1) The first is the same as the solution I posted to your prior question if z
is 1 except the simplified assumptions here allow us to shorten it somewhat and we have reduced the answer by 1 relative to that one.
library(zoo)
yy <- ifelse(y, TRUE, NA) * seq_along(y)
fwd <- na.locf(yy, fromLast = FALSE)[x]
bck <- na.locf(yy, fromLast = TRUE)[x]
wx <- which(x)
pmin(wx - fwd, bck - wx, na.rm = TRUE)
2) The second is a data.table solution. data.table can take a roll="nearest"

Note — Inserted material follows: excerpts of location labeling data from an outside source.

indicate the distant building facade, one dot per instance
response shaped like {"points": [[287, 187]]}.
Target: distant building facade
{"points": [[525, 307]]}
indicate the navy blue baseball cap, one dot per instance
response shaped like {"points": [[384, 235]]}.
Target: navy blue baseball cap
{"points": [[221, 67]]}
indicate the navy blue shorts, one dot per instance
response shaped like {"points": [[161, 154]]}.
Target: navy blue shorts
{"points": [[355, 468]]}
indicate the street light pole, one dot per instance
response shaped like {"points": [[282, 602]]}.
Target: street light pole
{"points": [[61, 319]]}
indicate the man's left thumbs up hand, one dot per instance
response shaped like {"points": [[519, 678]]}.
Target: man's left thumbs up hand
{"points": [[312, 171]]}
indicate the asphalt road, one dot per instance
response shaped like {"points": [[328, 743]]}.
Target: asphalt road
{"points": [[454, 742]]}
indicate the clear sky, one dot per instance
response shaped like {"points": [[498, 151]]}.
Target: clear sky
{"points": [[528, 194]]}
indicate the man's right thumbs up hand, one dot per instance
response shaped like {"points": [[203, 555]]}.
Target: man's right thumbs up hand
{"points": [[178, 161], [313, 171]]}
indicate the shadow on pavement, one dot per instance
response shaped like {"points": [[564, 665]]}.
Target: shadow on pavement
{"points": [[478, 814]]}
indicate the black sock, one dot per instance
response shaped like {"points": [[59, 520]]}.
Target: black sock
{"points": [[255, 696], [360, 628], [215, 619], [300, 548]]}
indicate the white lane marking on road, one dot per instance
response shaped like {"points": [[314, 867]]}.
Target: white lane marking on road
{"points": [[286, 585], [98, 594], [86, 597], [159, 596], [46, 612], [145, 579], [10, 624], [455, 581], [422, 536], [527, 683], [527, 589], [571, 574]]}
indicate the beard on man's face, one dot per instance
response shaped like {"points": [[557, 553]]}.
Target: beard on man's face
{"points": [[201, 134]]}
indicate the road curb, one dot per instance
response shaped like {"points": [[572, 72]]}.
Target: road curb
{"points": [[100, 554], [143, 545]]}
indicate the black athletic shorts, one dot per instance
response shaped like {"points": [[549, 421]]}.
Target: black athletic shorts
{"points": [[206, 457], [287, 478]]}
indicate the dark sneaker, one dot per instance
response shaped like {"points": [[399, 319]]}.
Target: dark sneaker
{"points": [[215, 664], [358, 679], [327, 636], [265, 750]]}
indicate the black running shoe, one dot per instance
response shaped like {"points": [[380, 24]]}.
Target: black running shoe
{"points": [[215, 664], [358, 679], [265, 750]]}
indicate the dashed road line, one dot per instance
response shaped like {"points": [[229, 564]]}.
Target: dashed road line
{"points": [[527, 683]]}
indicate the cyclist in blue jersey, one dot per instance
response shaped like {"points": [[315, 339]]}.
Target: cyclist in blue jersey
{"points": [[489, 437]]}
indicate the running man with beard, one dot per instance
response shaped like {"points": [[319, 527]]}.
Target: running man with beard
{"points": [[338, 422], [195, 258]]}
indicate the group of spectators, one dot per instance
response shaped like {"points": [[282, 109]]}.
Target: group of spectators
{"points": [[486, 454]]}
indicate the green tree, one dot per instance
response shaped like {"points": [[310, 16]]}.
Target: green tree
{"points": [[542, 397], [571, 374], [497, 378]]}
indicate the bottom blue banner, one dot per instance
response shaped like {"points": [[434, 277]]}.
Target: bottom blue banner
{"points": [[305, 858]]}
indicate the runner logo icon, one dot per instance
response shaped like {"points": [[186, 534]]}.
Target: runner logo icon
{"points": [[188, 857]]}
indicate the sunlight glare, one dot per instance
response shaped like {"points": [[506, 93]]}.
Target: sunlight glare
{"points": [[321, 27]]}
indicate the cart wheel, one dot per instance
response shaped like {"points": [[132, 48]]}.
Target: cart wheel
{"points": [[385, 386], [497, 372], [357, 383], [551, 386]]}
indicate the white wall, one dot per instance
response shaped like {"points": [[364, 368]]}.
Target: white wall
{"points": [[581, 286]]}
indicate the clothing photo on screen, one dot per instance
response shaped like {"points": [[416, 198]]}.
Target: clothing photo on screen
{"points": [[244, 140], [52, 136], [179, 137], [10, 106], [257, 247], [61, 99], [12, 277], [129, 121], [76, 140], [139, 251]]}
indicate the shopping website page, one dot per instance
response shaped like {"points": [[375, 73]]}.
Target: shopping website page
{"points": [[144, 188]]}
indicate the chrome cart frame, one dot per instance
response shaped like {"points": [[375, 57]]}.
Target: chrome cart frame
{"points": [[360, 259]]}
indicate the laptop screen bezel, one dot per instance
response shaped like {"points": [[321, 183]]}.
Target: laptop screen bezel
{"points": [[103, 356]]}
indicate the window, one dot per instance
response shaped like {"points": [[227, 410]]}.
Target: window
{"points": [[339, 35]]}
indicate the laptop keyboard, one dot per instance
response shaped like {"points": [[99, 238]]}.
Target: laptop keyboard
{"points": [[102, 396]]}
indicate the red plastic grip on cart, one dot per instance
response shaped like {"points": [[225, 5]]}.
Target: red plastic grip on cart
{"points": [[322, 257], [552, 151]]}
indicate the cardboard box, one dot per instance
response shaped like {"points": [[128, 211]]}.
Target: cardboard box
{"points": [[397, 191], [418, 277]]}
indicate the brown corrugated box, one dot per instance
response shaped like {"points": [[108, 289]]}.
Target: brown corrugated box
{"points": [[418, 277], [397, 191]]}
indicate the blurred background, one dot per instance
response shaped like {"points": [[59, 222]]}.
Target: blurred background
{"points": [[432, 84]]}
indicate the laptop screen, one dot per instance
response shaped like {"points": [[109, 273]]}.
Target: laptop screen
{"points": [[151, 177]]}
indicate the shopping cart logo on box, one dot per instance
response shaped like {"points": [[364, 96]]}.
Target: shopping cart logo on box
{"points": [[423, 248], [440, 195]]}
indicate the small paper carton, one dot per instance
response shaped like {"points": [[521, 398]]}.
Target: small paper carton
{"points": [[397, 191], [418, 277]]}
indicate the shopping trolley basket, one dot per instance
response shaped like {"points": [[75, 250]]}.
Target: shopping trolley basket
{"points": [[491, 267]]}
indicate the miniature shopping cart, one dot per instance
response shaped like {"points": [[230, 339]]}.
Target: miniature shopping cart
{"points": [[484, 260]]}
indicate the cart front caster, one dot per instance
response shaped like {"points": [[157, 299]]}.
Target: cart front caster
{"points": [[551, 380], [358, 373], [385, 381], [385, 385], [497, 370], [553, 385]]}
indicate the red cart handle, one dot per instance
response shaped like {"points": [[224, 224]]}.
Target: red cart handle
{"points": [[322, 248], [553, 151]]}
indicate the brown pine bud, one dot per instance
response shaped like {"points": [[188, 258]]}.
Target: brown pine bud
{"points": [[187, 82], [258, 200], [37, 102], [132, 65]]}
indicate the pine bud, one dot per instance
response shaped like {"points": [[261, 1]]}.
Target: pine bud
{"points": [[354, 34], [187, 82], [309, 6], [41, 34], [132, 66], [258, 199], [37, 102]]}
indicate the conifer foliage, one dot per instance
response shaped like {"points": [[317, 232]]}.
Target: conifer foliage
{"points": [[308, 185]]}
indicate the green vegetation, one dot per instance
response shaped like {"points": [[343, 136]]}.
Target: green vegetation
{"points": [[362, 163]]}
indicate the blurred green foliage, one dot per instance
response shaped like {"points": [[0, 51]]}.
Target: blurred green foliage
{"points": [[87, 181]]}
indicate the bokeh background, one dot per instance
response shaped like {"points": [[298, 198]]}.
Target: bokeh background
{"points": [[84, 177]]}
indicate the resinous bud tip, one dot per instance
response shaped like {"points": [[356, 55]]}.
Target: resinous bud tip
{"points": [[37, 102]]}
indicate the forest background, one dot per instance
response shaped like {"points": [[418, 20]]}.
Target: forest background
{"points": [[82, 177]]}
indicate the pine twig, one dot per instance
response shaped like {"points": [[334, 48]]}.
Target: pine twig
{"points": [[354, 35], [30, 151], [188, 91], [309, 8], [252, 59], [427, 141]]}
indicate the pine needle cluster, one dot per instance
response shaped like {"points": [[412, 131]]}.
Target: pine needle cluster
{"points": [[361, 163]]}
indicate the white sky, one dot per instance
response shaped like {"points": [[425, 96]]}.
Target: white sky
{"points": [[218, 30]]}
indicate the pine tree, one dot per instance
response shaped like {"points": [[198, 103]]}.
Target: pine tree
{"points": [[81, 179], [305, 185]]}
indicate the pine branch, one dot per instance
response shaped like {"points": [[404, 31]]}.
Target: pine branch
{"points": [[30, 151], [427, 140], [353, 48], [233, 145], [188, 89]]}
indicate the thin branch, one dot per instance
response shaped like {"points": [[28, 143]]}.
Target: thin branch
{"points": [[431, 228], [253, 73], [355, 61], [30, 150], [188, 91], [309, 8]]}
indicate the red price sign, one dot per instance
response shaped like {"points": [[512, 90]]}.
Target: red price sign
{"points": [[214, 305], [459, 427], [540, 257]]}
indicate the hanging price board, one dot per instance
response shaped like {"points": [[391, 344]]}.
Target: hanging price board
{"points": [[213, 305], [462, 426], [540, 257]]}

argument which seems just what you need:
library(data.table)
dtx <- data.table(x = which(x))
dty <- data.table(y = which(y), key = "y")
dty[dtx, abs(x - y), roll = "nearest"]
I am not sure if it matters but I am using data.table version 1.8.11 (the CRAN version is currently 1.8.10).